I would like to make this into a named string vector so that the FIRST opening curly bracket acts as a separator character between the name and the corresponding element, but it is also part of the element AND if there are duplicated names the contents under the same name would be joined with newline so that:
apple pie banana
"apple pie {we have some text here}" "{something{something}}\n{monkey}"
cherry
"cherry {asd9asdjsaf}"
This can be achieved using a regular expressions and iteration (such as sapply, loop etc.):
library(dplyr)
elemNames <- originalvector %>% gsub("\\{.*", "", .) #remove "{"-character and everything after it
elems <- originalvector %>% sub(".*?\\{", "{", .) #replace "{"-character and everything before it with just "{"-character
names(elems) <- elemNames
newvector <- sapply(unique(elemNames), \(elemName) {
elems[grep(elemName, names(elems))] %>% {paste(.,collapse = "\n")}
}) %>% setNames(unique(elemNames))
However, I was wondering whether there is a more elegant solutions (possibly a one-liner) to do this? My initial solution looks so ugly and complicated. :)

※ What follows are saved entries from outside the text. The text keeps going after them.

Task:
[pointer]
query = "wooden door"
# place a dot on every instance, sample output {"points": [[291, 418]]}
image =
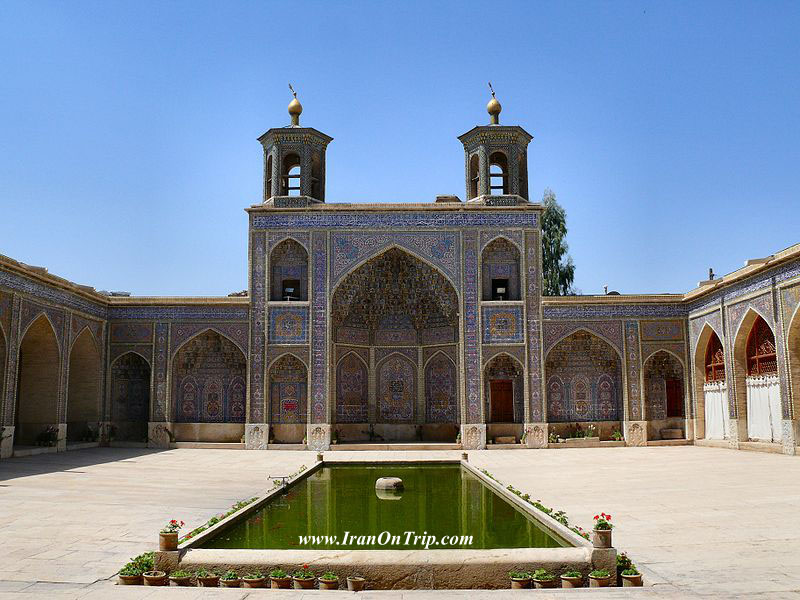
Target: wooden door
{"points": [[674, 398], [501, 401]]}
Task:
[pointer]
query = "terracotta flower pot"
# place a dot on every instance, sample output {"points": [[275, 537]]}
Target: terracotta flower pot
{"points": [[280, 583], [601, 538], [253, 582], [632, 580], [303, 584], [157, 578], [356, 584], [329, 584], [208, 581], [521, 583], [131, 580], [599, 581], [571, 582], [167, 541]]}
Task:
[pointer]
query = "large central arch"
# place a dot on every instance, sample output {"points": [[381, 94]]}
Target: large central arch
{"points": [[395, 332]]}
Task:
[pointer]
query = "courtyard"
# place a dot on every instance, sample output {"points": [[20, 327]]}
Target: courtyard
{"points": [[700, 522]]}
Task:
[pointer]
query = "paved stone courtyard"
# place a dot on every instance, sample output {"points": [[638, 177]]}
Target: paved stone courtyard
{"points": [[703, 522]]}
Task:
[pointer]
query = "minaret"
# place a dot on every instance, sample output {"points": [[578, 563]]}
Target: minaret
{"points": [[294, 161], [496, 160]]}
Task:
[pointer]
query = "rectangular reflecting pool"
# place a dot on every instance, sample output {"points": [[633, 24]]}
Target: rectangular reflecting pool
{"points": [[438, 500]]}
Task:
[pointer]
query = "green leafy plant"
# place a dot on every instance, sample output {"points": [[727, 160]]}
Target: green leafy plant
{"points": [[278, 573], [180, 573], [602, 522], [304, 573], [131, 568]]}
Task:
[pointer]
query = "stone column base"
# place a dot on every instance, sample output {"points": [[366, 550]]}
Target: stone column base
{"points": [[536, 435], [318, 436], [61, 444], [6, 441], [256, 436], [790, 437], [635, 433], [157, 435], [473, 437]]}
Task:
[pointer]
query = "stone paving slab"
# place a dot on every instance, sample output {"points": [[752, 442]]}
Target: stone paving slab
{"points": [[708, 522]]}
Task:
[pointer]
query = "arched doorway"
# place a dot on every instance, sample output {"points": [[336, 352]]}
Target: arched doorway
{"points": [[711, 389], [208, 379], [664, 393], [758, 396], [504, 393], [130, 397], [83, 389], [288, 399], [583, 375], [37, 387], [390, 318]]}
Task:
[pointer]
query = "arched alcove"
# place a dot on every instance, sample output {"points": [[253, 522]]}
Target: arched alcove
{"points": [[130, 397], [83, 389], [37, 387]]}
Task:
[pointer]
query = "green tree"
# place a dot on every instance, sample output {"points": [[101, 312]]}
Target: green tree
{"points": [[558, 271]]}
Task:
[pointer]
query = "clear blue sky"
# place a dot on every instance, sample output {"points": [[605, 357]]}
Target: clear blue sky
{"points": [[670, 131]]}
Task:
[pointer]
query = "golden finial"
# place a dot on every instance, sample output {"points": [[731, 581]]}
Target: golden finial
{"points": [[295, 108], [493, 108]]}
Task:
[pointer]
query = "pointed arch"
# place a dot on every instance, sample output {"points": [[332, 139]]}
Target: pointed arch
{"points": [[203, 369], [39, 372], [441, 389], [589, 368], [352, 389], [130, 396], [757, 394], [396, 389]]}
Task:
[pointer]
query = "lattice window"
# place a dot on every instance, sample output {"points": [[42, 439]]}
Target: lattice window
{"points": [[761, 356], [715, 360]]}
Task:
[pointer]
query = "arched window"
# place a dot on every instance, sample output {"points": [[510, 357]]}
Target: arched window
{"points": [[290, 180], [269, 193], [498, 174], [474, 176], [761, 357], [715, 360]]}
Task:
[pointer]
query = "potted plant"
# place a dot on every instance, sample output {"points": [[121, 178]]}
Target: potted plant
{"points": [[599, 578], [571, 579], [279, 579], [356, 583], [253, 580], [543, 579], [206, 578], [303, 579], [520, 580], [623, 562], [168, 536], [602, 531], [155, 578], [328, 581], [631, 577], [181, 577], [230, 579], [130, 574]]}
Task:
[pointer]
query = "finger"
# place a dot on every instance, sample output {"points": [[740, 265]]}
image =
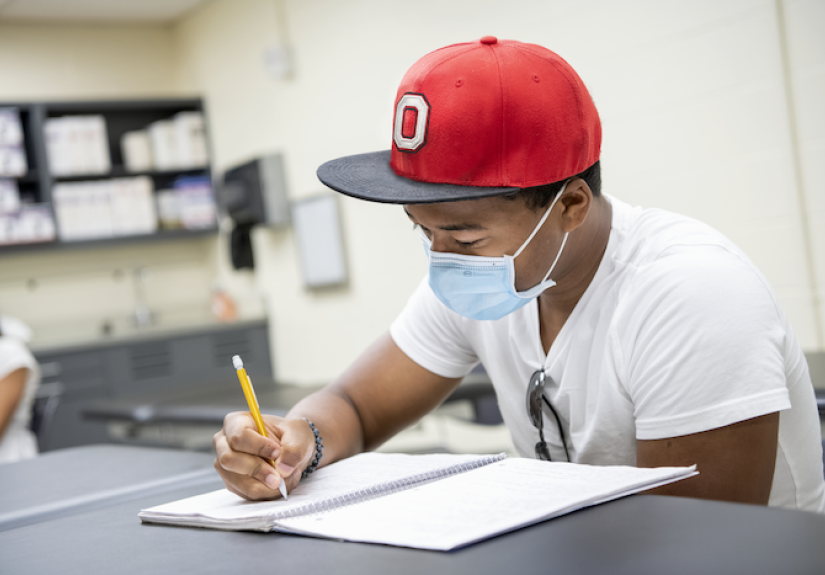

You can simplify this using tapply()
:
elemNames <- gsub("\\s?\\{.*", "", originalvector)
elems <- sub(".*?\\{", "{", originalvector)
tapply(elems, elemNames, paste, collapse='\n')
# apple pie banana
# "{we have some text here}" "{something{something}}\n{monkey}"
# cherry
# "{asd9asdjsaf}"
I slightly modified your first regular expression so that a space is removed after the element name when present.